For multi-omics (POPLS-DA and MINT) and single-omics (LASSO and t-test) approaches, the selected genes are tested for DisGeNet Parkinson’s disease and MSA enrichment. The FDR-corrected enrichment p-value is given in the second column. In the third column, the number of genes within the PD+MSA gene set out of the total number of selected genes is given. POPLS-DA and MINT were applied integratively (in bold italics) and individually to transcriptomics and proteomics data. The LASSO and t-test approaches were applied to transcriptomics and proteomics individually. Then, the selected genes and proteins were intersected (in italics).
POPLS-DA and MINT yielded significant enrichment of the obtained gene sets from single omic analyses as well as the integrative analysis.

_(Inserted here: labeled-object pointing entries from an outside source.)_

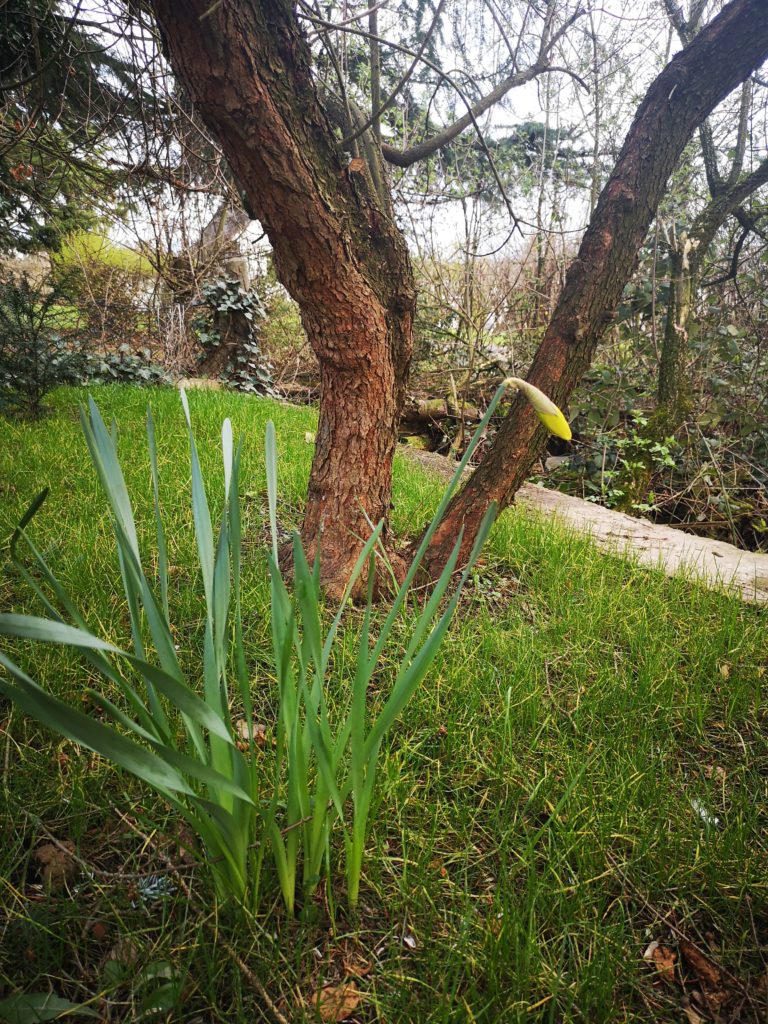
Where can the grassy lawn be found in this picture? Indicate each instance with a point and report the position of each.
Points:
(583, 773)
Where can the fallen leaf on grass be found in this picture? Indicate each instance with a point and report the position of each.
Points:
(663, 958)
(257, 732)
(37, 1007)
(56, 863)
(709, 974)
(337, 1003)
(691, 1016)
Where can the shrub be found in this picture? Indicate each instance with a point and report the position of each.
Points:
(40, 343)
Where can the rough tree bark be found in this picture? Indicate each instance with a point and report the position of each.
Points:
(341, 256)
(721, 56)
(337, 249)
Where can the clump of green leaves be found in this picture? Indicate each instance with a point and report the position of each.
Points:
(230, 323)
(183, 742)
(126, 366)
(40, 343)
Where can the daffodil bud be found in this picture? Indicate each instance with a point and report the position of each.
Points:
(544, 408)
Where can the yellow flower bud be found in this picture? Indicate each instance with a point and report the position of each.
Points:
(544, 408)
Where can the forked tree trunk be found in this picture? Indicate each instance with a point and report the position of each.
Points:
(341, 256)
(337, 249)
(720, 57)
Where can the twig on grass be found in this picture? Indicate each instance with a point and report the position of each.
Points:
(679, 934)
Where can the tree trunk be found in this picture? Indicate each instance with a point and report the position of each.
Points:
(341, 256)
(337, 249)
(671, 394)
(692, 84)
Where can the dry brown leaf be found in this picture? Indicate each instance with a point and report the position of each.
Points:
(56, 863)
(337, 1003)
(664, 960)
(258, 731)
(709, 974)
(691, 1016)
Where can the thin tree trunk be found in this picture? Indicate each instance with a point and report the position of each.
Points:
(671, 395)
(720, 57)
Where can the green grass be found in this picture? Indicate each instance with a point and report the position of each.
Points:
(537, 818)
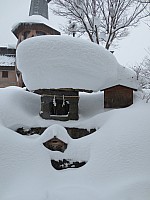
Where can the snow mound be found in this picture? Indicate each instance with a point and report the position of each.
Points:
(7, 60)
(117, 155)
(66, 62)
(34, 19)
(55, 130)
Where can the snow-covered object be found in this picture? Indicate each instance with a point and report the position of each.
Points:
(34, 19)
(117, 155)
(66, 62)
(55, 131)
(7, 60)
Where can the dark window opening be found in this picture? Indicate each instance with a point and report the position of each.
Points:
(26, 34)
(4, 74)
(38, 33)
(59, 107)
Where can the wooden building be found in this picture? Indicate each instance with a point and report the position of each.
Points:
(59, 104)
(8, 75)
(118, 96)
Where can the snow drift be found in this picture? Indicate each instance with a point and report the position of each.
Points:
(66, 62)
(117, 155)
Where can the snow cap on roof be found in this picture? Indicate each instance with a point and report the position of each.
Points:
(7, 60)
(34, 19)
(66, 62)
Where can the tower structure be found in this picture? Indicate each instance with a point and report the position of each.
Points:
(37, 24)
(39, 7)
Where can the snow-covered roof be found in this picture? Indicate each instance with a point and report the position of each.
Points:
(34, 19)
(66, 62)
(7, 60)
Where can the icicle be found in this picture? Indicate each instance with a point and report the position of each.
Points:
(54, 101)
(63, 104)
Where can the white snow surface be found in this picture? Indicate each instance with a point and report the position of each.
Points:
(34, 19)
(66, 62)
(7, 60)
(117, 154)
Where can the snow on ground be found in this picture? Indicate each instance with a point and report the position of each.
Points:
(34, 19)
(66, 62)
(117, 155)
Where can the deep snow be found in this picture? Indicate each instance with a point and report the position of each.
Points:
(117, 154)
(66, 62)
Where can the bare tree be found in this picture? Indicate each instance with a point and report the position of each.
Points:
(103, 21)
(142, 71)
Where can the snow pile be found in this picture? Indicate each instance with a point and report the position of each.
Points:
(7, 60)
(34, 19)
(65, 62)
(117, 155)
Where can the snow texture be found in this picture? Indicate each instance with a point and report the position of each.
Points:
(66, 62)
(7, 60)
(34, 19)
(117, 155)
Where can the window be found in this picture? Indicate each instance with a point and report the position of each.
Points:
(59, 107)
(4, 74)
(26, 34)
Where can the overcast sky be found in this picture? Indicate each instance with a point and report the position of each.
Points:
(131, 50)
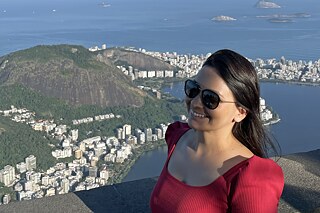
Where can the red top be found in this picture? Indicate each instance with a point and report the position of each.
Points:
(253, 185)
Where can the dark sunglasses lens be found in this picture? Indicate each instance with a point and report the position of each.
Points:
(191, 89)
(210, 99)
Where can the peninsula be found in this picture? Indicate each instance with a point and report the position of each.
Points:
(223, 18)
(266, 5)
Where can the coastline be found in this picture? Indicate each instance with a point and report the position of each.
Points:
(137, 153)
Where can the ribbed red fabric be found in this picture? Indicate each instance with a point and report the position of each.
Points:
(252, 186)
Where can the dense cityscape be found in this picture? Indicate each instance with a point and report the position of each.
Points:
(85, 171)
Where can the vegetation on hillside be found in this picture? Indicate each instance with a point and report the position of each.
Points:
(19, 140)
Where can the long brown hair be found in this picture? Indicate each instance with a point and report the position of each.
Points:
(241, 77)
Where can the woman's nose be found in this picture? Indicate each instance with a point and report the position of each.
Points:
(196, 101)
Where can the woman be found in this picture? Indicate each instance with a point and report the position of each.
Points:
(217, 161)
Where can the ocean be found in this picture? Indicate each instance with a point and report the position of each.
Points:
(184, 26)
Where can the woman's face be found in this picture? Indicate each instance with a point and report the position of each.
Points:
(221, 118)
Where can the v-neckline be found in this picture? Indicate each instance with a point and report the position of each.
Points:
(207, 185)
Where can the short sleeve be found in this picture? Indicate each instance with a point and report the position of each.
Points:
(258, 187)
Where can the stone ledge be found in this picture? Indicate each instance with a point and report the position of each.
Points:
(301, 192)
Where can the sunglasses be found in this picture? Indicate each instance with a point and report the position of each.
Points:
(209, 98)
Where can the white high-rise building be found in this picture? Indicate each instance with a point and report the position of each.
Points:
(74, 134)
(65, 185)
(127, 129)
(31, 162)
(7, 175)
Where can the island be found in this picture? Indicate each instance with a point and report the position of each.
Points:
(266, 5)
(223, 18)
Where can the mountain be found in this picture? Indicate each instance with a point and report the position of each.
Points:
(70, 73)
(138, 60)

Enrichment of the gene set obtained from t-tests on proteomic data was also significant. None of the other single-omics approaches yielded a gene set significantly enriched for PD+MSA. For POPLS-DA on transcriptomics and proteomics data individually, we found 41 and 42 proteins in the PD+MSA gene set, respectively. The intersection of these gene sets with the 48 genes and proteins from the original integrative POPLS-DA multi-omics approach was 19 resp. 29 proteins.
Discussion
In this study, we proposed a computational workflow to integrate omics and drug screen data from cell lines. A novel method, POPLS-DA, for the analysis of multiple omics datasets in non-overlapping cell lines was developed. The workflow is illustrated by jointly analyzing multi-omics and drug screening data from LUHMES cells overexpressing α-synuclein and those overexpressing GFP as a control protein. Transcriptomics and proteomics data were first integrated with POPLS-DA. We found 200 relevant genes/proteins based on an elbow plot of the squared effect size of each gene (Fig 2). These genes/proteins appeared to perfectly discriminate between the two experimental groups.

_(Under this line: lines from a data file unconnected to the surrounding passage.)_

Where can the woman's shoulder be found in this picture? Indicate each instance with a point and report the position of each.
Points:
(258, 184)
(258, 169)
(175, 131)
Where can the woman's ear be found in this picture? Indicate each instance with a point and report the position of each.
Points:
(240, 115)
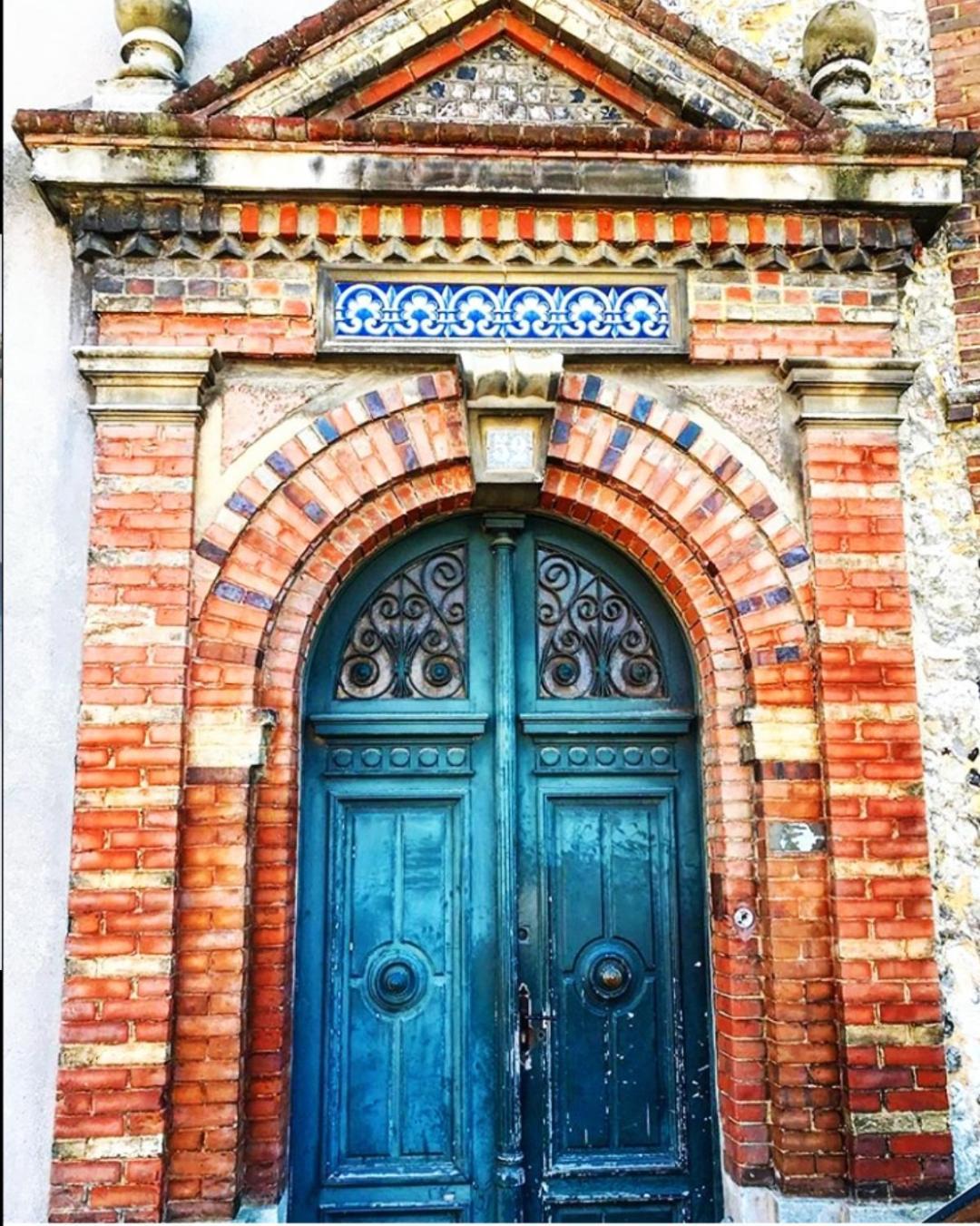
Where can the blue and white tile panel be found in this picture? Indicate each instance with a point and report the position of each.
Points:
(376, 310)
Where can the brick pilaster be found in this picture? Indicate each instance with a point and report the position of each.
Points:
(802, 1063)
(955, 26)
(118, 999)
(893, 1068)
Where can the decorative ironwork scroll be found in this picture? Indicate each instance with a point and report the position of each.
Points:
(410, 638)
(370, 310)
(592, 639)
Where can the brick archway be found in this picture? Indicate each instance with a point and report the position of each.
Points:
(736, 570)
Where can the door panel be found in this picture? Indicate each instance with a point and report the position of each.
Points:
(395, 956)
(612, 1073)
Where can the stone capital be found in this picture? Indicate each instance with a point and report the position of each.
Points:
(147, 384)
(505, 378)
(848, 391)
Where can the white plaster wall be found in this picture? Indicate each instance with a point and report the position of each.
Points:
(54, 51)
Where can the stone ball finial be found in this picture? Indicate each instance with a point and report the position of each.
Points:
(153, 37)
(840, 31)
(839, 44)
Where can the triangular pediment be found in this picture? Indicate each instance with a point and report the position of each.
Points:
(505, 83)
(568, 62)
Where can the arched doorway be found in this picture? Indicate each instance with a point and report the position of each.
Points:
(502, 971)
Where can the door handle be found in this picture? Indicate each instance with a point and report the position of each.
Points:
(529, 1023)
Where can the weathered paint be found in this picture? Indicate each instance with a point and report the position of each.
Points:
(524, 840)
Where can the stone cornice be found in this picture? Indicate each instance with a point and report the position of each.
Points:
(849, 391)
(147, 385)
(924, 187)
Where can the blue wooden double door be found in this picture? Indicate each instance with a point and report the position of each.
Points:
(502, 976)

Using a dose-response approach, 41 FDA-approved drugs were validated to be protective against α-synuclein-induced toxicity. An integrated interaction network was constructed based on the 200 relevant genes/proteins by identifying direct neighbors of the 41 drugs in the network. Interactome analyses revealed several genes and pathways linked to PD, the most common synucleinopathy.

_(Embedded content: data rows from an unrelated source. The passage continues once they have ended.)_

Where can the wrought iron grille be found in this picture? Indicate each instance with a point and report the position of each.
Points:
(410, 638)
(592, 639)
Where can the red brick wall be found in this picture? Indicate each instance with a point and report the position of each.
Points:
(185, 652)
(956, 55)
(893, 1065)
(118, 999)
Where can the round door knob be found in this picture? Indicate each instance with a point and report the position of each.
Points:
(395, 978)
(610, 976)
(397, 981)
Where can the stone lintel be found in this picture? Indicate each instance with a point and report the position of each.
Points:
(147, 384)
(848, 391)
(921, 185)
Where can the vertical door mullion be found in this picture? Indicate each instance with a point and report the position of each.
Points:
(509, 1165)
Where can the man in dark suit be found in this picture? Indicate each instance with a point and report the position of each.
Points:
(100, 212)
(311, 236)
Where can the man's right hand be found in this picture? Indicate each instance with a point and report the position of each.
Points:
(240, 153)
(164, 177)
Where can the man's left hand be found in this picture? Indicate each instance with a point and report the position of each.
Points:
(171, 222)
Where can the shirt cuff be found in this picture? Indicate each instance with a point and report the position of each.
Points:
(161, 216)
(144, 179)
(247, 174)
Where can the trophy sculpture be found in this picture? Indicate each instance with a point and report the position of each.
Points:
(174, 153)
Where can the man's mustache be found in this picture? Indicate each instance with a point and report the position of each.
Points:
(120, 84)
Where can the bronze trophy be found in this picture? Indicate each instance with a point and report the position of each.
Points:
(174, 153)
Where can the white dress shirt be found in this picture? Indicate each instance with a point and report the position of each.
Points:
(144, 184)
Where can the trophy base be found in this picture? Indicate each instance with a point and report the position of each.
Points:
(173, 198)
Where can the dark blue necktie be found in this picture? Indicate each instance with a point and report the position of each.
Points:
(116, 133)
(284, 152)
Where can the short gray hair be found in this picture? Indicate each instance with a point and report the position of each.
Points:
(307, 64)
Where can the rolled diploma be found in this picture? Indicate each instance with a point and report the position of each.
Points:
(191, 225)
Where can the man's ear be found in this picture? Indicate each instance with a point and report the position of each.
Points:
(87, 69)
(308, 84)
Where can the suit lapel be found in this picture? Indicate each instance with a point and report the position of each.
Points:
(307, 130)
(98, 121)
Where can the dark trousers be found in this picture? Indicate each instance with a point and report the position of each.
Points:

The drugs that targeted the highest number of direct neighbors were Dexibuprofen and Imatinib. Both drugs were previously found to lower the risk of PD in epidemiological studies [19, 20]. Interestingly, independent of the screening, we previously investigated the neuroprotective potential of imatinib as a macroautophagy-stimulating drug. Despite the protective effect, imatinib in our model led to a reduction of the expression of the dopaminergic markers tyrosine hydroxylase (TH) and dopamine transport (DAT) [21]. Therefore, further investigation would be necessary before using this drug in PD patients. However, other drugs we identified could be readily investigated in PD. Telmisartan, an AT1-blocker that is used for arterial hypertension, was the most effective drug with an improvement of cell survival by >30% at a comparably low concentration of 5μM. Since there are no major restrictions in PD other than a blood-pressure-lowering effect, Telmisartan could be a promising candidate for neuroprotective therapy. Similarly, Benazepril, an ACE inhibitor and blood-pressure-lowering drug, could be investigated with similar caution. Interestingly, AT1-blockers and ACE inhibitors have been shown to reduce the risk of falls in PD, and this association was not related to blood pressure [22]. Furthermore, the use of AT1-blockers and ACE inhibitors as potential neuroprotective drugs was previously discussed, because these drugs were protective in PD animal models, most likely due to an anti-oxidative effect [23]. In line with that, our data further emphasize that it would be promising to further investigate AT1-blockers and ACE-inhibitors in PD.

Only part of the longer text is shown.